A year before Wagon Train began, McGrath appeared briefly as ranch foreman John Pike in a 1956 episode "Quicksand" of the first hour-long television Western series, ABC's Cheyenne, starring Clint Walker. In 1957, McGrath had an uncredited role as a stagecoach driver in the Henry Fonda film, The Tin Star. In 1958, he portrayed the character Jake Rivers in the episode "The Most Dangerous Man Alive" on NBC's Tales of Wells Fargo, starring Dale Robertson.

After Wagon Train, McGrath appeared in 1965 and 1966 as Uncle Lucius in nine episodes of ABC's situation comedy Tammy, with Debbie Watson in the title role and Denver Pyle as the grandfather. Thereafter, McGrath was a guest star on two network westerns, as stagecoach driver Neddie Henshaw on the 1966 episode "Linda" of NBC's The Virginian and as Buster in the March 13, 1967, episode "Plunder", of ABC's The Big Valley. Shortly before his death, McGrath played a bartender in the picture The War Wagon, the character Ned Martin in Gunfight in Abilene, and Ballard Weeks in Glenn Ford's, The Last Challenge. All three films were released in 1967.

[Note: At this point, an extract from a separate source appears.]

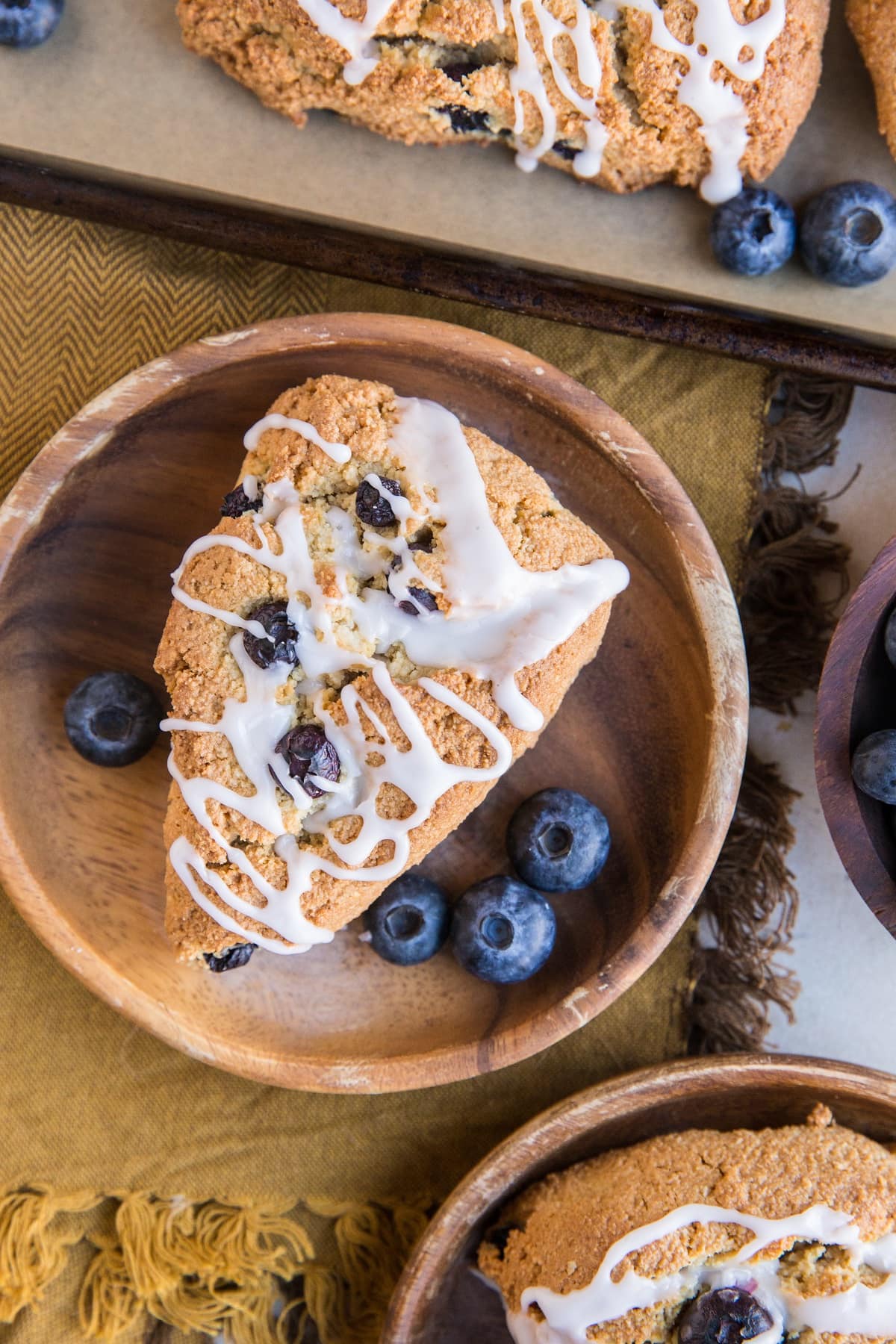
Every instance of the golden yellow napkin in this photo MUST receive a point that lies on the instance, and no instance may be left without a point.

For a number of years he was a stand-in and stunt double for Academy Award winning actor Warner Baxter. He so greatly resembled Baxter that they could have passed for brothers according to Los Angeles Times reporter John Scott writing in 1935. The two men formed a friendship outside of the studios and McGrath worked in several capacities for him.

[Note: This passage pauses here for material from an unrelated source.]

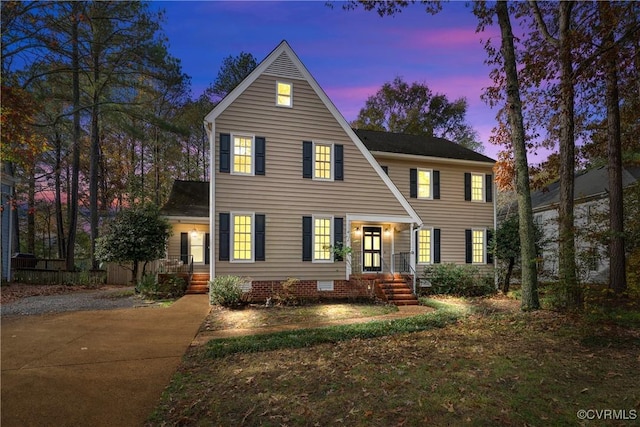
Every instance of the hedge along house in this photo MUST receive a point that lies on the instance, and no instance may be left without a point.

Still photos exist today from 20th Century Fox film "Slave Ship" (1937) showing identically dressed Baxter and his stand-in, McGrath, looking very much like brothers. In late 1938, McGrath gave an extensive interview carried by the Associated Press. He said they had met in 1928. Baxter was taken by their resemblance to each other and had him used as a stand-in. If closer in age they could have passed for twin brothers. By 1935, that professional relationship was written into Baxter's contracts. In 1938, McGrath was being paid $150 per week ($2,762.32 in 2019) part by Baxter and part by his studio to be a stand-in, stunt double, and personal trainer. Stand-ins at that time usually were paid $35 per week. They did much together to maintain Baxter's fitness to include swimming, tennis, boxing, and occasional body guard. A personal friendship grew from that. They hunted several times a year in addition to fishing trips. It was on a hunting trip to a remote part of Colorado in 1934 when McGrath saved Baxter's life. Baxter had broken his leg and McGrath carried him for four days on his back out of the wilderness and to a hospital. It was that event that cemented the personal friendship. When asked what they would talk about, McGrath said anything but pictures.

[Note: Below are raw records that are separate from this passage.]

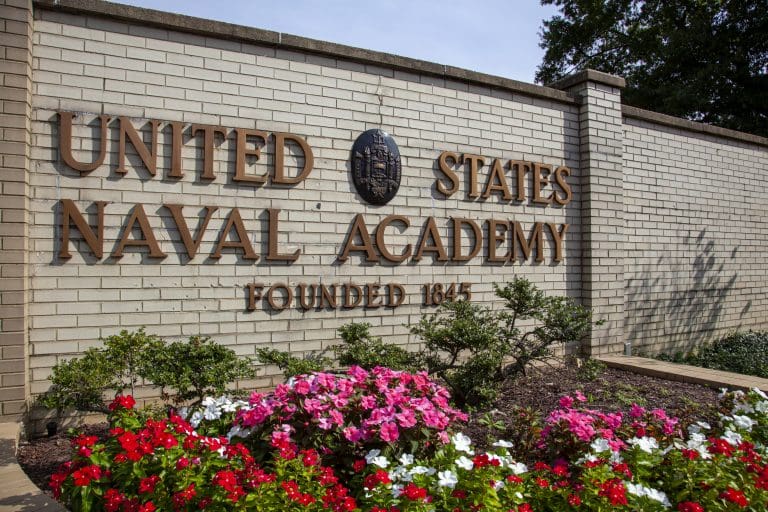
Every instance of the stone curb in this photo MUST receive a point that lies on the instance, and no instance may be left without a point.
(684, 373)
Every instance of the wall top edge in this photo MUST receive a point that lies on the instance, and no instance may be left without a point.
(223, 30)
(676, 122)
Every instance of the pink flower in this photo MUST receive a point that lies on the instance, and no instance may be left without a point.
(389, 432)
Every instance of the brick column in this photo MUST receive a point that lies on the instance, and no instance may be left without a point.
(15, 138)
(602, 186)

His last role was as Mr. Remington in the Don Knotts comedy-western, The Shakiest Gun in the West, released in 1968, the year after McGrath's death. His former Wagon Train costar Terry Wilson also appears with McGrath in The War Wagon and The Shakiest Gun in the West.

==Personal life==
McGrath married Libby Quay Buschlen (1902–1978), a native of Arthur Ontario, Canada. He died May 13, 1967, aged 64, of a heart attack in Beverly Hills. He was interred at Forest Lawn Memorial Park in Glendale.